Setor de sementes de hortaliças movimenta R$ 550 milhões por ano no Brasil, mas a maioria das híbridas vem de fora. Para ampliar o segmento com alternativas tecnológicas, a Embrapa Hortaliças desenvolve pesquisa para desinfetar sementes de cebola atacadas pelo mal-de-sete-voltas.
Brasil produz, anualmente, quase a totalidade que utiliza de sementes de hortaliças com polinização aberta. Grande parte delas vem de sementes híbridas, cuja produção é feita, na maioria dos casos, por empresas estrangeiras. Em um mercado que movimenta cerca de R$ 550 milhões por ano, mais de 70% deste valor corresponde à comercialização de sementes híbridas. isto significa que o País está deixando de ganhar com este segmento.
“Devido à escassez e ao custo da mão de obra, as empresas de sementes optam pela produção no exterior. Por causa disto, perdemos divisas e ficamos mais vulneráveis à entrada de pragas exóticas em território nacional”, alerta o pesquisador Warley Nascimento, da área de Tecnologia de Produção de Sementes da Embrapa hortaliças (DF).

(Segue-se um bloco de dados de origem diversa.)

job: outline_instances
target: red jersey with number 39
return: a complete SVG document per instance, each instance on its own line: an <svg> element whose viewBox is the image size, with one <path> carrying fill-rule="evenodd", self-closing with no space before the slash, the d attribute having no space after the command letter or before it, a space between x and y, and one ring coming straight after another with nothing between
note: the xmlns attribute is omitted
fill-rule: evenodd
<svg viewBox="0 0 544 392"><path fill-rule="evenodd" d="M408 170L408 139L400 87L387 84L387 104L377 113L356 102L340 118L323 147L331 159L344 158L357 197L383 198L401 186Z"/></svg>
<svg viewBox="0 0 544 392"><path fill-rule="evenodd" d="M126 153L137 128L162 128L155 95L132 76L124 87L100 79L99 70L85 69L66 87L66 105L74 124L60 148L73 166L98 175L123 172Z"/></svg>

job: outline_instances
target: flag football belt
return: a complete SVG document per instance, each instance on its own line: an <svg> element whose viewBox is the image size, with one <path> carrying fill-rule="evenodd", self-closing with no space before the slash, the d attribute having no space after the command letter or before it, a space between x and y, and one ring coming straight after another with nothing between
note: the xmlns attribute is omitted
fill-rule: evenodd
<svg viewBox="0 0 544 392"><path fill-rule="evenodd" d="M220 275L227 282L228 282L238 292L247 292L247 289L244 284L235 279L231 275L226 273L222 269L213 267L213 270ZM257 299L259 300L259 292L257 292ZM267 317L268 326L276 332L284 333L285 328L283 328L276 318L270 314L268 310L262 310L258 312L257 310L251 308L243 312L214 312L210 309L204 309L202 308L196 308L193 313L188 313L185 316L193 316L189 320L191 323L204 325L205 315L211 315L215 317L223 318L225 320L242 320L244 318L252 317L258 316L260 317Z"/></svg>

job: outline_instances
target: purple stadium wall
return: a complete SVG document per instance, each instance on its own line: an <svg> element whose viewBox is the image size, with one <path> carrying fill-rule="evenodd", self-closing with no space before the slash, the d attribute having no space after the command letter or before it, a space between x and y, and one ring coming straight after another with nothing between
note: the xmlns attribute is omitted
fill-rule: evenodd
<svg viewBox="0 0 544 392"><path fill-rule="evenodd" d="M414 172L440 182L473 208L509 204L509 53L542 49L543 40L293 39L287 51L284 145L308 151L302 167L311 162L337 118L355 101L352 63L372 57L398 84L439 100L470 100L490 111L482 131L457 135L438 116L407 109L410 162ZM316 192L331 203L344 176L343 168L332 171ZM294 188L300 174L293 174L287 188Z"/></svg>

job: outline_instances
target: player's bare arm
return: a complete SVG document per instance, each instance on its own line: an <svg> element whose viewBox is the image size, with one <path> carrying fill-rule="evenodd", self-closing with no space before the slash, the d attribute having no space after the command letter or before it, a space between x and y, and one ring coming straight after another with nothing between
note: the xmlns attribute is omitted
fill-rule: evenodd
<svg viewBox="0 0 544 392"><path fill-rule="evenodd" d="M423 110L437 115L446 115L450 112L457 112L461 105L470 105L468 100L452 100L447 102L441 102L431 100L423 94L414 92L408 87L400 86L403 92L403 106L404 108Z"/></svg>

Atualmente, ele lidera um projeto desta unidade da Empresa Brasileira de Pesquisa Agropecuária sobre o uso do capim-limão, espécie mais indicada para desinfetar sementes de cebola contaminadas com o fungo Colletotrichum gloeosporioides f. sp. cepae. O produto surge como opção para produtores orgânicos ou que tenham restrições quanto à aplicação de defensivos agrícolas.
“Além de não comprometer o potencial germinativo da semente de cebola, o óleo de capim-limão inibiu em 100% a germinação dos esporos do fungo”, relata a agroindustrial Maria isabel lozada, estudante de Mestrado da Universidade de Brasília (UnB) e bolsista da Embrapa hortaliças.
Sementes híbridas
Antes de trazer as novidades sobre o uso do capim-limão, é importante destacar que as sementes híbridas são aquelas produzidas a partir da polinização cruzada de plantas. Sua atividade, que deve ser especializada, exige mão-de-obra treinada e um rigoroso controle de qualidade.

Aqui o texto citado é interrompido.